Take steps to clique-proof your team
When are collaboration and sharing bad for your team? When they’re only being done by certain team members, with everyone else—including you—on the outside looking in. It’s not that hard for an apparently solid team to break apart into a collection of cliques. Here’s how you can stop this problem before it starts:
Identify the clique-prone. Sometimes, cliques are based simply on identity, with people of the same age, race or gender sorting themselves out from the others. Other factors to watch for may be prior work history—for example, if several team members used to work together somewhere else—or differences in work setting, such as between team members working in the office and those spending more time in the field. None of these factors is guaranteed to create a damaging clique, but they’re important to recognize. Certainly, when you as the manager need to assign team members to work together, you should aim to avoid putting the naturally clique-prone together and giving them a reason to separate from the rest of the team.

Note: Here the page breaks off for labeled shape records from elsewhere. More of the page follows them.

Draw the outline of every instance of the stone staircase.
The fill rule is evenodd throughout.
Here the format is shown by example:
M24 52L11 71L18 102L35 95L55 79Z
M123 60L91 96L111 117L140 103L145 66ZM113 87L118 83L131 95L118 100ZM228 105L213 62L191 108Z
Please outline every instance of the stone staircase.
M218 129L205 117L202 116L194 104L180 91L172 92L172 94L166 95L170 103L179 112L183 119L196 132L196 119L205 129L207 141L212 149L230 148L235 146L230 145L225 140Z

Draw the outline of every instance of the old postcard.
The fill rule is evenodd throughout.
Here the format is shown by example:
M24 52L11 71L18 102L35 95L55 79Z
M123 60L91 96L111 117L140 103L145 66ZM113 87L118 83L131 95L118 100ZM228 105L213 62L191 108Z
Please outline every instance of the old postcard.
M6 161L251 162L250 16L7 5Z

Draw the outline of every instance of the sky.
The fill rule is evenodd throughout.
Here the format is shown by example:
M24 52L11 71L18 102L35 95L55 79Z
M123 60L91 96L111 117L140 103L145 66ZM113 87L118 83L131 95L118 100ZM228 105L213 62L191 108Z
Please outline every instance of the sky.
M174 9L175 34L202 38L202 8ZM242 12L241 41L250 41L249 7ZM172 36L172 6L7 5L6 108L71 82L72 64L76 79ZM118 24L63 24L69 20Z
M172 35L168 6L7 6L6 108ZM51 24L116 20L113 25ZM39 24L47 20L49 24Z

Watch for clique creators. Sometimes these are people, but more often they’re events or trends on your team. Any dramatic change in your work situation, such as a reorganization, a major new project or even instability at the top of the enterprise, can shake the team’s foundations enough to create cliques. Also, if you’re under pressure or managing a heavy workload, your people may not feel they have time to maintain social bonds with everyone on the team, let alone others in the enterprise. Hunkering down to deal with major challenges can lead to a “foxhole” mentality that’s conducive to cliques.
Monitor your own behavior. It’s your responsibility to promote effective relationships among the entire team, but as a manager you have more leeway to build those relationships than your team members might. The easiest way to make sure that people aren’t being excluded is to include them yourself, and the easiest way to puncture a clique is to make yourself a part of it. Both of these strategies are part of your job description. And make sure that you’re not, subconsciously, forming your own clique of your top team members, the people you turn to regularly for help with challenging tasks.